The death of Yassar Yaqub was the only fatal shooting by West Yorkshire police in 2016/17, a report has revealed.
It came amid the highest level of fatal police shootings in England and Wales for more than a decade.
Six people were shot dead by officers, the other five coming in the following areas; Bedfordshire, Humberside, Kent, London and Northumbria.
In West Yorkshire a further 11 people died having come into contact with police officers last year – the joint fourth highest.
The report by the Independent Police Complaints Commission (IPCC) shows only the Metropolitan police in London, West Midlands and Greater Manchester forces had more deaths.
In total the IPCC investigated the deaths of 124 people who died during, or following, contact with the police in 2016/17.
The figures include people who were killed by police marksman, deaths during police road traffic pursuits, deaths in police custody, suicides following custody and other deaths following police contact such as people who are taken ill while under arrest.
The killing of Yassar Yaqub, 28, at Ainley Top on January 2 is mentioned in the report.
Mr Yaqub from Crosland Moor was shot three times in the passenger seat of an Audi A4 that was forced to a stop by police, following a pursuit from Bradford to Huddersfield.
A non-police firearm was recovered from the vehicle.

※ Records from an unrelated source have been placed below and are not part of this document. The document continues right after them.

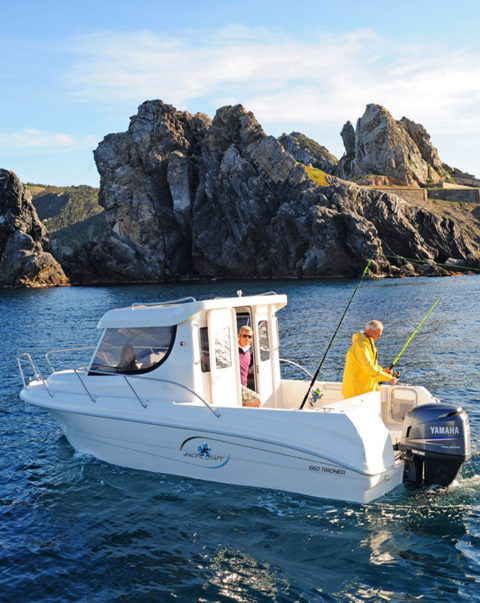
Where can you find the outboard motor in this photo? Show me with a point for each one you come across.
(435, 442)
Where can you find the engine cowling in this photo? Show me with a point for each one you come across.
(435, 442)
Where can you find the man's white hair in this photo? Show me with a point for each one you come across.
(373, 325)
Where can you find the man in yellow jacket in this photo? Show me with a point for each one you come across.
(362, 373)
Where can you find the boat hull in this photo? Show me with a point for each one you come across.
(212, 455)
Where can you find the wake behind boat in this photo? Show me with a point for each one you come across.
(162, 393)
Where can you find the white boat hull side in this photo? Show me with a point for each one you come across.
(209, 455)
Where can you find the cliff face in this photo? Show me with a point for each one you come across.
(187, 197)
(400, 151)
(25, 260)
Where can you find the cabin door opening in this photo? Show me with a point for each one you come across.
(244, 318)
(223, 366)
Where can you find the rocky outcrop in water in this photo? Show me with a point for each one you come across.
(25, 260)
(187, 197)
(399, 151)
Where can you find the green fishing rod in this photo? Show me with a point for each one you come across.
(314, 378)
(414, 333)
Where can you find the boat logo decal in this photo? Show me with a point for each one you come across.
(324, 469)
(201, 452)
(204, 450)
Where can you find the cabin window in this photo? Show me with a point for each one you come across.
(263, 340)
(223, 356)
(133, 350)
(204, 350)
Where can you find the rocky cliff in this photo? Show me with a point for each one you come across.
(392, 152)
(187, 197)
(25, 260)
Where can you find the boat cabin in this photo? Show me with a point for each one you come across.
(193, 345)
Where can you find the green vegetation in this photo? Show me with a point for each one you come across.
(59, 207)
(317, 150)
(66, 239)
(318, 176)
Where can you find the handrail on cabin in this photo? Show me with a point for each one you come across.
(145, 378)
(92, 347)
(181, 300)
(297, 365)
(36, 372)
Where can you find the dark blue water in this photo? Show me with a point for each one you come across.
(76, 529)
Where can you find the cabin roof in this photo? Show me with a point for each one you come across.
(174, 312)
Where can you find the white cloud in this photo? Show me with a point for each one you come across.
(37, 141)
(325, 78)
(316, 83)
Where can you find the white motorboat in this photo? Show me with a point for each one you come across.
(177, 408)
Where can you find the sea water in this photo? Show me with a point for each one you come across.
(73, 528)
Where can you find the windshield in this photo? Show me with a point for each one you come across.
(133, 350)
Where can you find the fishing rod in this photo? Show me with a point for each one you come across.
(314, 378)
(413, 334)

An IPCC probe into his death is still ongoing.
Of the remaining 11 West Yorkshire fatalities, two were road traffic incidents, one came in or following police custody, three were suicides after being in the police cells and five are described as ‘other deaths following police contact’.

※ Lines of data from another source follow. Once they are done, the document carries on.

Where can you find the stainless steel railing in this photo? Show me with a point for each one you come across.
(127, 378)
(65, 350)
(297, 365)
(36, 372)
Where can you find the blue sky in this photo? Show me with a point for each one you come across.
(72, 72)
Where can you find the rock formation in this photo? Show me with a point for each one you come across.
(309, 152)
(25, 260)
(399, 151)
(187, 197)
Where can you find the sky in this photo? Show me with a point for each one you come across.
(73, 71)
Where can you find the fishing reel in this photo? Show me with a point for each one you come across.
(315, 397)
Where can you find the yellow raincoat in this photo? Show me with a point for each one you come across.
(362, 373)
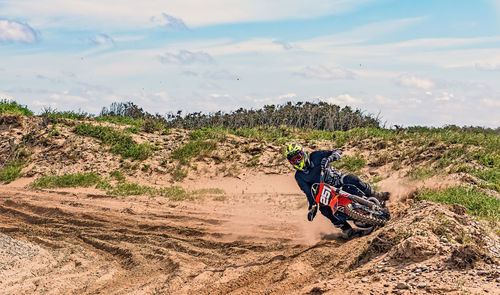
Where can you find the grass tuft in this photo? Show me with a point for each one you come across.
(192, 149)
(12, 107)
(120, 143)
(67, 180)
(477, 203)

Details of these cases have not been specifically revealed.
Dame Anne Owers, chairwoman of the IPCC, said the rise in fatal police shootings is in the context of many thousands of authorised firearms operations.
The latest figures show there were more than 14,700 such operations in 2015/16.

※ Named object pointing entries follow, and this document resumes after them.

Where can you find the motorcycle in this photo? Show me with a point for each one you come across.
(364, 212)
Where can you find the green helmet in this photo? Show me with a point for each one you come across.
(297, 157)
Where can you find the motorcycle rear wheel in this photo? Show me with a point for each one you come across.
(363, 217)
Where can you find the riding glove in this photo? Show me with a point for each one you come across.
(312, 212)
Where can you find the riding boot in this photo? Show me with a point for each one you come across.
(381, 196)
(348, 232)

“The deaths happened across six forces, and one was terrorism-related,” Dame Anne said.
“It is important that each incident is thoroughly and independently investigated, to provide public reassurance.
“Investigations into three of the 2016/17 incidents are complete and, as in the great majority of firearms investigations, we have found no indication of misconduct by any firearms officer.”
Police chiefs and the IPCC are to examine whether changes to police pursuit safety or training are needed following a rise in road traffic fatalities.
There were 24 police pursuit related incidents, in which 28 people died – more than double the 13 deaths in 2015/16.